ESPE2016 Poster Presentations Syndromes: Mechanisms and Management P1 (36 abstracts)
aCHR Citadelle, Liege, Belgium; bLiege University, Liege, Belgium
Background: Noonan syndrome (NS) is an autosomal-dominant inherited condition defined clinically by a short stature, specific phenotype, congenital heart disease, bleeding and hematologic abnormalities (particularly leukaemia). There is also a genetic heterogeneity, with all mutations involved in the RAS/mitogen-activated protein (MAP) kinase pathway and with PTPN11 gene mutations counting for almost 50% of patients.
Objective and hypotheses: To describe the case of a newborn girl with antenatal diagnosis of NS and neonatal haematological complication (juvenile myelomonocytic leukemia (JMML)-like picture) raising questions about safety of growth hormone (GH) therapy in such particular situation.

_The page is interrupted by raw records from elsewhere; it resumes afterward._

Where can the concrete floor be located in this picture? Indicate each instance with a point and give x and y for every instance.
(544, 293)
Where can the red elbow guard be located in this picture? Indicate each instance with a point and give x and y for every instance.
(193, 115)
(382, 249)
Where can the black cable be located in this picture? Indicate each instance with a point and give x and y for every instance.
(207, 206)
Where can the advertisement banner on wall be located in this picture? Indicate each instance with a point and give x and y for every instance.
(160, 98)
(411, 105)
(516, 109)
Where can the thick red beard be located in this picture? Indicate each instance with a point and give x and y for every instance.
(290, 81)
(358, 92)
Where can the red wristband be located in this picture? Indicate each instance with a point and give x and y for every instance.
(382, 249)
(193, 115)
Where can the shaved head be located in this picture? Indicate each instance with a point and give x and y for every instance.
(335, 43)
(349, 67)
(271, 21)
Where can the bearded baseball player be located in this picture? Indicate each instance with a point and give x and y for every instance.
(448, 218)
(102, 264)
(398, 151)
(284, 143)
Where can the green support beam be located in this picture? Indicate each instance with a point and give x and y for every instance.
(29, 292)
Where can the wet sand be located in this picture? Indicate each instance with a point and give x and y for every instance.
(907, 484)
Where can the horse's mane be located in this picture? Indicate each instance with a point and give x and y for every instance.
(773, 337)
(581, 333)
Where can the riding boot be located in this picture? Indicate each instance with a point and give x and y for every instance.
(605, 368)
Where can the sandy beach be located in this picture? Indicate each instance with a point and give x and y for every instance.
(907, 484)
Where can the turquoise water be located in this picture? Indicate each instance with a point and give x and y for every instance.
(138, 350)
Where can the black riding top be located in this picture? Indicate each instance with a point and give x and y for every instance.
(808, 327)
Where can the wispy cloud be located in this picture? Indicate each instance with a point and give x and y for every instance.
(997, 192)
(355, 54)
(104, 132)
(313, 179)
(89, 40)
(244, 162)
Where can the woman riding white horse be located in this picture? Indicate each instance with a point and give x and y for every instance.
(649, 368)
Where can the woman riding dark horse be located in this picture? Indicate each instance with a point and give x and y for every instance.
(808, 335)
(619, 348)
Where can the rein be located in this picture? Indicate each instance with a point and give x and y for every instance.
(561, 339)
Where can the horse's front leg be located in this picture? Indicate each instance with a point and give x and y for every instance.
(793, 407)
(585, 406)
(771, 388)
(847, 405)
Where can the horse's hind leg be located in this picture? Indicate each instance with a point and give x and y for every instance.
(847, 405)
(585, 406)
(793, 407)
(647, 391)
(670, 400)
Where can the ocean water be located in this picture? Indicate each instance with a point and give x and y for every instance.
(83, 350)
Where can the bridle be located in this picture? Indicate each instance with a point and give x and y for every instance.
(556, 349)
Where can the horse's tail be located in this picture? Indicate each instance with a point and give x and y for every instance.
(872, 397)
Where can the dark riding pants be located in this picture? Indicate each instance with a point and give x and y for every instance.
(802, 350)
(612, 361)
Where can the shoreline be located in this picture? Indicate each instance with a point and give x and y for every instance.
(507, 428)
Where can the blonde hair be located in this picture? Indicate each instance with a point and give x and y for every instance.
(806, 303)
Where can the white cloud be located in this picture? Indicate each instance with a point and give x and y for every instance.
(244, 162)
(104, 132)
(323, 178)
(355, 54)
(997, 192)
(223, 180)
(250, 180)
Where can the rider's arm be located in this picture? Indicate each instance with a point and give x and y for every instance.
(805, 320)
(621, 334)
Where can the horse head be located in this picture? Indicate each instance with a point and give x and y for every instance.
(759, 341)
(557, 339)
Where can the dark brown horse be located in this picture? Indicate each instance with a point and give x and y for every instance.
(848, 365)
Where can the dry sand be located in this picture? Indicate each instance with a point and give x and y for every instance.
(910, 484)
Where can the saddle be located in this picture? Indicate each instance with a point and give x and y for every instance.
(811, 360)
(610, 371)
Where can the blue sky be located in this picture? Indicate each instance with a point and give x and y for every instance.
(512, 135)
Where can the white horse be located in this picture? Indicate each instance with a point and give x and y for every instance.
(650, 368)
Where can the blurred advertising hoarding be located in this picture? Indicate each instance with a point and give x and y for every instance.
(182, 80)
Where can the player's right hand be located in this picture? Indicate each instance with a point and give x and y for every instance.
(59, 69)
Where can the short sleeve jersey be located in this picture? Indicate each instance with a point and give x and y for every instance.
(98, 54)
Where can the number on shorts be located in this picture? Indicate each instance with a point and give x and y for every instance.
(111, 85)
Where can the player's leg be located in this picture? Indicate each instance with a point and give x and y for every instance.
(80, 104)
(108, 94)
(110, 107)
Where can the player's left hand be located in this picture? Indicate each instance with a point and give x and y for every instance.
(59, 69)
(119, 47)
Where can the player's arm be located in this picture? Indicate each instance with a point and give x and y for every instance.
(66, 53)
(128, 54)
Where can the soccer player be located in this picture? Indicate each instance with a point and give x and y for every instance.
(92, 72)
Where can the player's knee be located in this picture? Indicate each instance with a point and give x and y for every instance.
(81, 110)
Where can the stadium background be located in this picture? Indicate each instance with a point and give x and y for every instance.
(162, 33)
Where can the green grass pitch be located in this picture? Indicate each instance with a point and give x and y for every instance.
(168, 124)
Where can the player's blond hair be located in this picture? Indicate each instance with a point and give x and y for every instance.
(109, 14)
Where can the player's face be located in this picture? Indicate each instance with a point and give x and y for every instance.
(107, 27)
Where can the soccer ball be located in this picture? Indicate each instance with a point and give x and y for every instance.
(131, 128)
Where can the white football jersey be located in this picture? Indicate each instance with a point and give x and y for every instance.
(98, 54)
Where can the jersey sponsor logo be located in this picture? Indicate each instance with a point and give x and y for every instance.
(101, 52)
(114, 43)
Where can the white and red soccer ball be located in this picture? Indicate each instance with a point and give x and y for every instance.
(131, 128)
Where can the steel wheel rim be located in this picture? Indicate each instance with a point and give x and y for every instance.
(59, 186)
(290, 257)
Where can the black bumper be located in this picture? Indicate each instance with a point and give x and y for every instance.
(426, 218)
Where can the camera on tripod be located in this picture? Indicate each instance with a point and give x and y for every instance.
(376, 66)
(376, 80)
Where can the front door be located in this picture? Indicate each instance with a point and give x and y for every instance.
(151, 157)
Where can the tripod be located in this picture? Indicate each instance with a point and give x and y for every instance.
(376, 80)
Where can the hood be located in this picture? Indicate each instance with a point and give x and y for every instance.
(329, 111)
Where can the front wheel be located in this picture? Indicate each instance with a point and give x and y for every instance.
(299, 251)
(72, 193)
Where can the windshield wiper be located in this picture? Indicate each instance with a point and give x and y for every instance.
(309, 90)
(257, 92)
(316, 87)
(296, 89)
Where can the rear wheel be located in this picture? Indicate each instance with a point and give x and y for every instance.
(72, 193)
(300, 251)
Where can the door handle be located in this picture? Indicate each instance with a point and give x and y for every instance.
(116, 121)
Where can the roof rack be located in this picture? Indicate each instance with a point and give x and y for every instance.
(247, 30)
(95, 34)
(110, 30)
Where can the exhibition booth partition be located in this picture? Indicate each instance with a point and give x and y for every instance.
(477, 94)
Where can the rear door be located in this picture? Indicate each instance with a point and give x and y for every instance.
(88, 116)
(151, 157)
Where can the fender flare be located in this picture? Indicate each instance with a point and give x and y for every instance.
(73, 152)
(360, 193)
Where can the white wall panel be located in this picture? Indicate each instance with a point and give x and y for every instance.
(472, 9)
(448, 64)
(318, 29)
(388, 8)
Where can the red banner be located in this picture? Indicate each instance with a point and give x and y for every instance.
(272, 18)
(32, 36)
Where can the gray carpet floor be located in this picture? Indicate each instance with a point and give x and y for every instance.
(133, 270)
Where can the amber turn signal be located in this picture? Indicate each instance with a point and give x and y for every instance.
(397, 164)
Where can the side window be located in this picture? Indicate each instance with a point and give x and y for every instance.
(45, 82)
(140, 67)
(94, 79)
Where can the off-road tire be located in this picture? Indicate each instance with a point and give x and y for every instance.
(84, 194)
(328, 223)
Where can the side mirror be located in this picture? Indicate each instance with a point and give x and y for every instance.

Method: During the intrauterine life, the foetus developed a bilateral pleural effusion. An amniocentesis was performed and the diagnosis of NS (p.G503R c.1507G>C mutation in exon 13 of the PTPN11 gene) was made. The baby was born at 30 weeks of gestation, with 1370 g and 38.5 cm. At the age of 10 days, the peripheral blood profile (leukocytosis 45.000/mm3 and thrombocytopenia 70.000/mm3) and the bone marrow smear morphology (myelodysplasia) fulfilled the international criteria for JMML.
Results: The clonality of this myeloproliferation was negative and a spontaneous regression was noted. A regular follow-up was started with the child registered in a European long-term follow-up concerning the risk of malignancy in NS. At the age of 1 year 9 months, the toddler is well-appearing, with characteristic facial appearance and short stature (height is 69,5 cm, on −1 DS on Noonan growth chart). The retrospective diagnosis of NS was made in the mother and maternal grandmother.
Conclusion: Antenatal NS diagnosis provided important clues for early multidisciplinary approach. A myeloproliferative disorder, even with spontaneous resolution, in a child with NS and PTPN11 germline mutation deserves a very close clinical follow-up. GH therapy to promote growth should be considered in relation to the genotype, the stature gain and the potentially amplified tumour risk.